FIFO Full Form (First In, First Out) | Free Cost Accounting Articles
FIFO Full Form (First In, First Out)
What is the Full form of FIFO?
The full form of FIFO is First In, First Out.
Under the method the earliest lot of materials or goods purchased or goods manufactured are exhausted first and closing stock is out of the latest consignments received or goods manufactured and are valued at the cost of such goods. In other words: the cost of goods sold is calculated keeping in view the earliest lots exhausted on the presumption that units are sold in which they were acquired. In short under this method, it is assumed that goods or materials which are purchased first are issued first stock consist of the latest purchase. Hence items lying in the stock should be valued at the latest purchase price.
This method of pricing the issues is based on the assumption that the materials purchased and received first in-store are issued first to the job. It means the materials are issued in the order in which they are received. The price of the earliest lot of purchase is taken first and when that is exhausted, the price of the next lot of purchase is adopted, and so on. In other words, the materials are issued at the oldest cost price. The closing stock is valued at the latest or current price.
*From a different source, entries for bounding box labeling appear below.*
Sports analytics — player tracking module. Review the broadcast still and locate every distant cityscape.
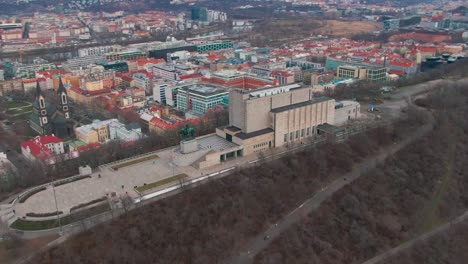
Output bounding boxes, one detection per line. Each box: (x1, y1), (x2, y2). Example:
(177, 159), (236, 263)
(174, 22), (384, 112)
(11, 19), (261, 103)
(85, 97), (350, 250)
(0, 0), (468, 263)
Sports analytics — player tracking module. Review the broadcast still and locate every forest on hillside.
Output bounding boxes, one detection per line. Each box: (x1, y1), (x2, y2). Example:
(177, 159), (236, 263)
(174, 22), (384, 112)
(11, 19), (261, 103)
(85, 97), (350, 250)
(26, 102), (422, 263)
(382, 221), (468, 264)
(254, 84), (468, 264)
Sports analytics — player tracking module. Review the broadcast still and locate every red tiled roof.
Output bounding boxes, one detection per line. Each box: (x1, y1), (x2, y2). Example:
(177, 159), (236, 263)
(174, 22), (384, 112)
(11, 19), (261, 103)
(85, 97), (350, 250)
(180, 73), (203, 80)
(21, 135), (62, 160)
(76, 142), (101, 152)
(388, 70), (406, 76)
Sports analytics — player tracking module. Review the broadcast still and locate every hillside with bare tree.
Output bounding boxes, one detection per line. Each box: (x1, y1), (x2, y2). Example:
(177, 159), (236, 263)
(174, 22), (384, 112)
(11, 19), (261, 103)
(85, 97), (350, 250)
(255, 85), (468, 264)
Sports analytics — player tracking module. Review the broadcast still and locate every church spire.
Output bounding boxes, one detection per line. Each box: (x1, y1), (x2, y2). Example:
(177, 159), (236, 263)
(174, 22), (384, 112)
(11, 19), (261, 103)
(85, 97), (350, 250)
(57, 77), (67, 94)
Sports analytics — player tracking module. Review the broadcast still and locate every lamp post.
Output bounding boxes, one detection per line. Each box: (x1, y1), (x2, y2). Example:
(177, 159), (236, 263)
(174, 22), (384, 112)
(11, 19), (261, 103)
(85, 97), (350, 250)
(52, 181), (63, 235)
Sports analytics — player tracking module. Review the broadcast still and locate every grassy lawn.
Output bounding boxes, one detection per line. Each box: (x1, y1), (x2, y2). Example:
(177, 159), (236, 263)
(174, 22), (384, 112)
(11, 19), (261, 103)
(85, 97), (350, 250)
(135, 173), (188, 192)
(7, 101), (31, 108)
(111, 154), (159, 170)
(6, 106), (32, 115)
(11, 203), (110, 231)
(10, 112), (31, 122)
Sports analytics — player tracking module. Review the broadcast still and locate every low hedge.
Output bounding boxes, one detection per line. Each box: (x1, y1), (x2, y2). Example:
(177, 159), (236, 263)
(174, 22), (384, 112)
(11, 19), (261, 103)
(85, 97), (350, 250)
(19, 186), (47, 203)
(70, 196), (107, 212)
(26, 211), (63, 217)
(54, 175), (91, 187)
(111, 154), (159, 170)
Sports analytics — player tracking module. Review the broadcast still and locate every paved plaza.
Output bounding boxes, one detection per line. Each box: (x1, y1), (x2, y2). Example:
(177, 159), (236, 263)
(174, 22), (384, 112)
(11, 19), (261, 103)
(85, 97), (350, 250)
(14, 136), (257, 217)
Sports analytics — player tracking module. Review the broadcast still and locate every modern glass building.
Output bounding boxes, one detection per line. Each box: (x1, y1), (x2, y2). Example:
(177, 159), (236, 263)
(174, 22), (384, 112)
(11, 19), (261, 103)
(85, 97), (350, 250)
(177, 83), (229, 114)
(197, 41), (234, 53)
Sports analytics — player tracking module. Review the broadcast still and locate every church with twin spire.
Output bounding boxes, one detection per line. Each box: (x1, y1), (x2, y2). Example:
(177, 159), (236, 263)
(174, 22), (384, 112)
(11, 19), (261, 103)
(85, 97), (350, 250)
(29, 78), (73, 138)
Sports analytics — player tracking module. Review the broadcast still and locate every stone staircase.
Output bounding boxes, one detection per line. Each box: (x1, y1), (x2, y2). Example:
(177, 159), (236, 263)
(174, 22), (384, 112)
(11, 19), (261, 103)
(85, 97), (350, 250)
(0, 204), (18, 226)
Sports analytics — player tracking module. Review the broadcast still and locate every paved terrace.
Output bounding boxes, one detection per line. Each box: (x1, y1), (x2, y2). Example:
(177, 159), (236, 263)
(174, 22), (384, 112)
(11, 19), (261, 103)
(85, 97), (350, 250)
(14, 135), (249, 220)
This method is suitable when prices are falling. It is also useful if transactions are few and prices of material remain stable. In the case of perishable materials, this method is best applicable.
- First in First out Method (FIFO)
- Last in First out Method (LIFO)
- Simple Average Method
- Weighted Average Method
Advantages
(1) This method is simple to understand and easy to operate.
(2) It is a logical method because it takes into consideration the normal procedure of utilizing first those items of inventory that are received or manufactured first.
(3) This method is very useful when prices are falling because the cost of goods so sold will be high on account of using the earliest lots which are costly.
(4) Closing stock is valued nearer the market price as it would consist of the recent purchase of units.
(5) This method is useful when transactions are not too many and prices are fairly steady.
(6) This method is useful when inventory is subject to deterioration and obsolescence.
Disadvantages
(1) This method increases the possibility of clerical errors if the price fluctuates, considerably as every time as the issue of material is sold, the store ledger clerk will have to go through his ascertain the price to be changed.
(2) If the prices fluctuate, comparison between different jobs executed by the concern becomes difficult because one job started a few minutes later than another of the same nature may have consumed the supply of lower-priced or higher-priced stock.
(3) Market prices are calculated keeping in view the earliest lots that were purchased at a lower rate.